Developing methods and tools for biological data analysis

With the enormous amount of biological data, the development of methods and tools to facilitate its collection, management and analysis becomes necessary. Among biological sources of huge interest, I have specialized on SARS-CoV-2 viral sequences which are produced daily. ViruSurf is the globally largest database of curated viral sequences and variants, integrated from deposition repositories COG-UK, GenBank, and GISAID, hosted at Politecnico di Milano. Different tools are being created dedicated to this project: ;
  1. CoV2K is a manually curated knowledge base providing a structured set of information about SARS-CoV-2 variants, extracted from the scientific literature; it features a taxonomy of variant impacts, organized according to three main categories (protein dynamics and kinetics, epidemiology, and immunology) and including levels for these effects (higher, lower, null) resulting from a coherent interpretation of research articles. CoV2K integration with ViruSurf allows the variants documented in CoV2K to be statistically analyzed and searched over large volumes of nucleotide and amino acid sequences.

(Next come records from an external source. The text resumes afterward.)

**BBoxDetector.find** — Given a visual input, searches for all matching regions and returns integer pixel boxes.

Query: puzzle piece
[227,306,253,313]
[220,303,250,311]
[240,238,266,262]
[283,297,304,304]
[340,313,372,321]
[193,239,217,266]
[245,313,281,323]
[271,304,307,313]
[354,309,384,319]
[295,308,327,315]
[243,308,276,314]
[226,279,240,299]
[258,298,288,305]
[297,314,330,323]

  3. EpiSurf is a Web application for selecting viral populations of interest using specific viral meta-information following user-defined queries and analyzing how their amino acid changes are distributed inside the epitopes ranges, where epitopes are specific segments of the SARS-CoV-2 sequences with high affinity to antibodies, used in vaccines and for COVID-19 disease testing. EpiSurf supports user-friendly analyses of epitope conservancy within selected populations of interest, which can be relevant for designing vaccines, drugs, and serological assays.
; At the moment, these tools are focused on viral sequences in response to the current global pandemic. The broad vision of this research is to draw the connection between human genomic data and viral sequences, to amplify the usefulness of this research by considering the genome of those humans hosting sequenced viruses.